Managing pasture lands in Hawaiʻi could play a key role in defending against wildfires.
Local leaders and agencies are encouraging the active use of pasture lands to manage dry and flammable grasses that fuel and spread fires.
Most recently, the Maui County Council passed a property tax bill to incentivize owners of agricultural land to farm.
It’s one of a variety of ideas being proposed to fight or reduce the chances of devastating fires, following those that swept through parts of Maui in August.
Hawaiʻi's shrinking agricultural footprint has resulted in large swaths of fallow and abandoned land, and that coincides with increasing fires and land burned in the state.
Properly managing that land could help reduce the risk of large and fast-moving fires.
Clay Trauernicht, an extension agent with the University of Hawaiʻi's College of Tropical Agriculture and Human Resources, made that point again at a recent Hawaiʻi Invasive Species Council.
He said the risk of fires is high on abandoned sugarcane land, for example.
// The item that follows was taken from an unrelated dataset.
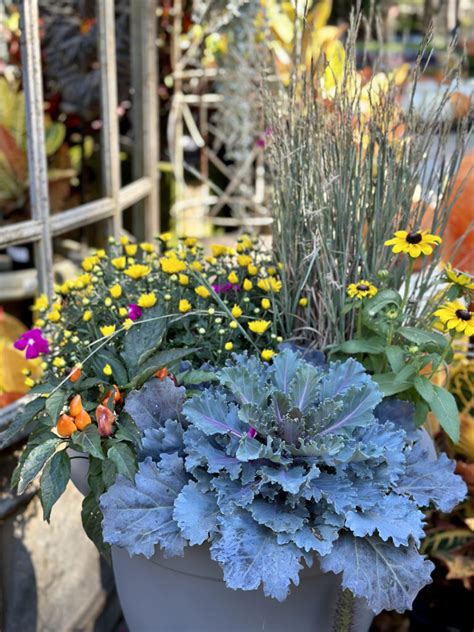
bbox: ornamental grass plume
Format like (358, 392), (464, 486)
(262, 12), (467, 349)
“There's really not a lot being done on those landscapes. So, when you pull agriculture off the land, it fills in with these non-native grasses," he said. "There's a big difference between the fuels and these working landscapes and the fuels and these unmanaged, abandoned sugarcane (land)."
He said that, between 1999 and 2020, about 160,000 of the 220,000 acres of land burned in Hawaiʻi were grasslands and shrublands.
Trauernicht believes grazing animals, plant propagation, ecosystem restoration and traditional agriculture will play big roles in the large-scale effort to reduce the risk of fires in Hawaiʻi.